Kendama: The Cup and Ball
Kendama — a wooden toy consisting of a handle with two cups and a spike, connected by a string to a ball with a hole — originated in France as the bilboquet before entering Japan in the 18th century and developing a distinctly Japanese form and practice culture. Standard play involves catching the ball in the cups or on the spike through a sequence of techniques; competitive kendama involves extremely complex multi-move sequences requiring several hundred hours of practice to execute reliably. The World Kendama Association standardizes competition rules; major tournaments are held annually in Japan and internationally. Contemporary kendama culture has produced specialist manufacturers (Krom, Gloken, Sweets Kendama) with premium woods, precision drilling, and signature series from professional players — the toy has become a global skill sport phenomenon with millions of practitioners.
Koma: Spinning Tops
The Japanese spinning top (koma) has been a children’s toy for over a thousand years, but its practice tradition extends far beyond casual spinning. Hyōgoma and Beatenkoma competition involves tops thrown by rope onto a surface, with competitors attempting to strike and stop an opponent’s spinning top while keeping their own spinning. Regional top traditions have distinctive designs and throwing techniques; the Tsugaru region of Aomori maintains a competitive top-spinning tradition with tournaments and specialized craftspeople producing tops of remarkable engineering precision — balanced to spin for minutes and engineered to survive repeated high-impact collisions. Top artisans in Kyoto and Gifu produce decorative tops as craft objects; some craftspeople continue the tradition of hand-turned lacquered tops that have served as gifts and art objects since the Edo period.

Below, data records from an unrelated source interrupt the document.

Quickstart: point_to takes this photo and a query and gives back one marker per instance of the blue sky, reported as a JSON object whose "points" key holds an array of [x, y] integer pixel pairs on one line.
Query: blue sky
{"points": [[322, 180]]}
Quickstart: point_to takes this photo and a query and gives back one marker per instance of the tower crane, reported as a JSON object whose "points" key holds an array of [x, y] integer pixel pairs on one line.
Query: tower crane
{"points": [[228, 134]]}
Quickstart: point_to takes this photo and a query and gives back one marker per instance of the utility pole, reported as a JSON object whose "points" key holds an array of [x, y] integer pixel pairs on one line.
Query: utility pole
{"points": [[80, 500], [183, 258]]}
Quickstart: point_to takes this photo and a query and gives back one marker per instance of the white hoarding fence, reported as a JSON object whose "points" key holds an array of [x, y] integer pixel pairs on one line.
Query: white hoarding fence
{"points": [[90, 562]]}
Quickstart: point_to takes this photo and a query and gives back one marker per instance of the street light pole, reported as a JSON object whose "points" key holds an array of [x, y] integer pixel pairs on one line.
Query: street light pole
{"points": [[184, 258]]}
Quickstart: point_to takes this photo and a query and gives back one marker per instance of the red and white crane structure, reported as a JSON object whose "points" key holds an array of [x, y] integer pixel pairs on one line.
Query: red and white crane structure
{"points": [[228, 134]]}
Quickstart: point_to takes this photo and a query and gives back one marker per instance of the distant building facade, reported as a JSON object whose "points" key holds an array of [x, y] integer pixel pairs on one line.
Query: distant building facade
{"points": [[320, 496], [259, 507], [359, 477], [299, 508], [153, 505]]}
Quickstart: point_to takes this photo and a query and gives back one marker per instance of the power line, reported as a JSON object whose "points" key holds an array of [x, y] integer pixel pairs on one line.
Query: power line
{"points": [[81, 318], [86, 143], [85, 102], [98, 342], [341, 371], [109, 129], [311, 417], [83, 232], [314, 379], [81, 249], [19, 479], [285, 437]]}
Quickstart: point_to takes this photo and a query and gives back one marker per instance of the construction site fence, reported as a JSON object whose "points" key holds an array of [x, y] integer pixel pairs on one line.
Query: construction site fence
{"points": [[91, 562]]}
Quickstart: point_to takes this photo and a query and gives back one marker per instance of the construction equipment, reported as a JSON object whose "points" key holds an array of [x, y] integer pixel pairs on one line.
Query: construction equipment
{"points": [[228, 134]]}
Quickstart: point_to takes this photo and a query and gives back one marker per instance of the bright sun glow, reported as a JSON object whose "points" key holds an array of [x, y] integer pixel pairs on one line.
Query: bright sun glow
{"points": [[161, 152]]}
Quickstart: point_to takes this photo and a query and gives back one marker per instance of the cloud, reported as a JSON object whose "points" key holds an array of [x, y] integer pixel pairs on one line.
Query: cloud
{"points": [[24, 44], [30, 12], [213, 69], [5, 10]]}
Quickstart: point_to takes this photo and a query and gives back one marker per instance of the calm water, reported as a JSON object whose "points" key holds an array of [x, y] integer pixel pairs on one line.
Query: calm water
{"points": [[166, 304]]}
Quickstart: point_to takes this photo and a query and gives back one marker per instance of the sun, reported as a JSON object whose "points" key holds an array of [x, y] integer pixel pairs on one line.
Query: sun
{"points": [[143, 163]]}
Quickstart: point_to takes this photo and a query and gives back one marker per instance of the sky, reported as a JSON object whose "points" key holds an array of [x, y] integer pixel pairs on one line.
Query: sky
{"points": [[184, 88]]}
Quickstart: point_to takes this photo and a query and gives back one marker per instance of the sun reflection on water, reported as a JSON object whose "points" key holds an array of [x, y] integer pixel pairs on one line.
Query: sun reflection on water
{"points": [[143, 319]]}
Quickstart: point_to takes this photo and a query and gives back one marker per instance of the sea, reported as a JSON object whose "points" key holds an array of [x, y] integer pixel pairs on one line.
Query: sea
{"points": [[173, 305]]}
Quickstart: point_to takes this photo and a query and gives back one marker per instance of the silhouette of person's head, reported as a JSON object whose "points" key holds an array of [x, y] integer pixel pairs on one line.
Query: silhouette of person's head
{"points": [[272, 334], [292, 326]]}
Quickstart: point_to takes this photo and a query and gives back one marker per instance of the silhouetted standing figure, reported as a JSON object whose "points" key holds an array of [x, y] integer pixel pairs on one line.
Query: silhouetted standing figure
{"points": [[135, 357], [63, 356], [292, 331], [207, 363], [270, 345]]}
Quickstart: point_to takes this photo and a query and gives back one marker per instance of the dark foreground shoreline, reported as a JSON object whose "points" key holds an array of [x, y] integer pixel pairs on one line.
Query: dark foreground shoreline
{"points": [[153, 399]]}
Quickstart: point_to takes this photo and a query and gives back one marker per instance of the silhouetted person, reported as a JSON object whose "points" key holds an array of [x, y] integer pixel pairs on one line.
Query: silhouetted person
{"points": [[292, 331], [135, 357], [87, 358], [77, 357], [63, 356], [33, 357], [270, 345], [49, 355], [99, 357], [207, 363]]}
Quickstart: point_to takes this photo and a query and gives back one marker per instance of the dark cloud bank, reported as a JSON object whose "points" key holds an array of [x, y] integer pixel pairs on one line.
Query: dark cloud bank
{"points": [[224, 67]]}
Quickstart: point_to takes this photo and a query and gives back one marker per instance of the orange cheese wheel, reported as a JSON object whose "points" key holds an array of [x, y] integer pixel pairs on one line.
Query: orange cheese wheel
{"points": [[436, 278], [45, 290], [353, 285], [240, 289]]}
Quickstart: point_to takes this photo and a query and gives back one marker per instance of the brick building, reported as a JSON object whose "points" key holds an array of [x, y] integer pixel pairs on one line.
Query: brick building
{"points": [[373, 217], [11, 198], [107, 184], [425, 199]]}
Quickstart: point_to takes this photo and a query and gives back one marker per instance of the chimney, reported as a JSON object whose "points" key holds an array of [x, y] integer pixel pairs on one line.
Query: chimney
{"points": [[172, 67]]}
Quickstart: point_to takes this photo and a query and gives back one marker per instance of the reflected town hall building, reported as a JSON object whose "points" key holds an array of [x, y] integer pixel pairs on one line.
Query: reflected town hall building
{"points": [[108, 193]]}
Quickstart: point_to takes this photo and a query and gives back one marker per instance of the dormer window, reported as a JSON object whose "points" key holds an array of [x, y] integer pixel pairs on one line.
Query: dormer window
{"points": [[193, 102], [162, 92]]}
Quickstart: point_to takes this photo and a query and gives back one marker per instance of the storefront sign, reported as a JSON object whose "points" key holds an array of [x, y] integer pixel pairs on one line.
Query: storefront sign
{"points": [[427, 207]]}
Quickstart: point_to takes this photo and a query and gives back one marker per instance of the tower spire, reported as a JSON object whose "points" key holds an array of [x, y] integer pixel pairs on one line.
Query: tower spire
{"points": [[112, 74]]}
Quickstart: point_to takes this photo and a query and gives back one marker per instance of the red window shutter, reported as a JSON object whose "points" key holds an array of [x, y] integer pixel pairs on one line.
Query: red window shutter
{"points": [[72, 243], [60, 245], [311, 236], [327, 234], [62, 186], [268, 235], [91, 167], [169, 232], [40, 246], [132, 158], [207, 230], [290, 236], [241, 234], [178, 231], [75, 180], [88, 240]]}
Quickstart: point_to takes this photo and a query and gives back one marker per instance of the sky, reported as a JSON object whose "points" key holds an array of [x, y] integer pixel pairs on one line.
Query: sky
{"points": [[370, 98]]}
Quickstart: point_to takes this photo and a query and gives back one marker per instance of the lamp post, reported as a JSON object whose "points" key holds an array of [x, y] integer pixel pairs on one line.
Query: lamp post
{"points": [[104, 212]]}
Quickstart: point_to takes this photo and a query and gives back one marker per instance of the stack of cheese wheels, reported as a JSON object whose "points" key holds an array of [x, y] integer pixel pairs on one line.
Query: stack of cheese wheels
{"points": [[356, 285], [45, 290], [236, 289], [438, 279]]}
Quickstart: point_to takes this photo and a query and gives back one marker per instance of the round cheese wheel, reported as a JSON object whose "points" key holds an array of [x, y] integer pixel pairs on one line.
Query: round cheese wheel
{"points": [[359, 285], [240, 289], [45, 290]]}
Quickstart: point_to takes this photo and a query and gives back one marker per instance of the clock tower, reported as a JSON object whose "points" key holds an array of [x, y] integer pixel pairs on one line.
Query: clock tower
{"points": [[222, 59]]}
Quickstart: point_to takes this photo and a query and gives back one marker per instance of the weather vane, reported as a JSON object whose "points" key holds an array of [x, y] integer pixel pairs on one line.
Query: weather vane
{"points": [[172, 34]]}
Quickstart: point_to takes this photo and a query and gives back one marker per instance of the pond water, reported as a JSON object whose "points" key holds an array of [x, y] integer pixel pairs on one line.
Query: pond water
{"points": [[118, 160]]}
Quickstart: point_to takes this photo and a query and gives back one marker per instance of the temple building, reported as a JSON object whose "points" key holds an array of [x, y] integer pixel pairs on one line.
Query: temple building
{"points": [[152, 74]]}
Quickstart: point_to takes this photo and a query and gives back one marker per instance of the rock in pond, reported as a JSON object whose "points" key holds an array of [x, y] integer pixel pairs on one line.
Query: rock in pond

Karuta: The Poetry Card Game
Karuta describes a category of Japanese card games, but the most culturally significant form is Hyakunin Isshu karuta — based on the 100 Poems by 100 Poets anthology compiled by Fujiwara no Teika in the 13th century. The game uses two sets of 100 cards: reading cards with the full poem printed, and grabbing cards with only the poem’s concluding lines. A reader recites poems from the reading set; players race to grab the corresponding card from the grabbing set spread on the floor before the poem’s final lines are complete. Top competitive players memorize all 100 poems and can grab the correct card after hearing only the first syllable — a skill requiring several years of dedicated practice to develop. The competitive form of Hyakunin Isshu karuta is recognized as a national sport in Japan; the Queen’s Tournament and Meijin Tournament are held annually in Omi Jingu Shrine in Shiga Prefecture.
Other Traditional Games
Hanetsuki (battledore): The traditional New Year game of hitting a shuttlecock with a wooden paddle; played between two people or as a solo juggling activity; associated with Hatsumoude (New Year shrine visit) festival imagery.
Otedama (bean bags): Juggling cloth bags filled with rice or beans, traditionally in patterns of five bags; associated with girls’ New Year play and the Shichi-go-san ceremony.
Go and Shogi: Japan’s two major strategic board games — Go (the abstract territory game introduced from China 1,300 years ago) and Shogi (Japanese chess with piece promotion and captured piece reuse) both maintain professional circuits, public broadcast matches, and extensive amateur playing culture through clubs and online platforms. Go’s recent AI attention (after DeepMind’s AlphaGo defeated world champions) has renewed international interest in a game Japan has played for centuries.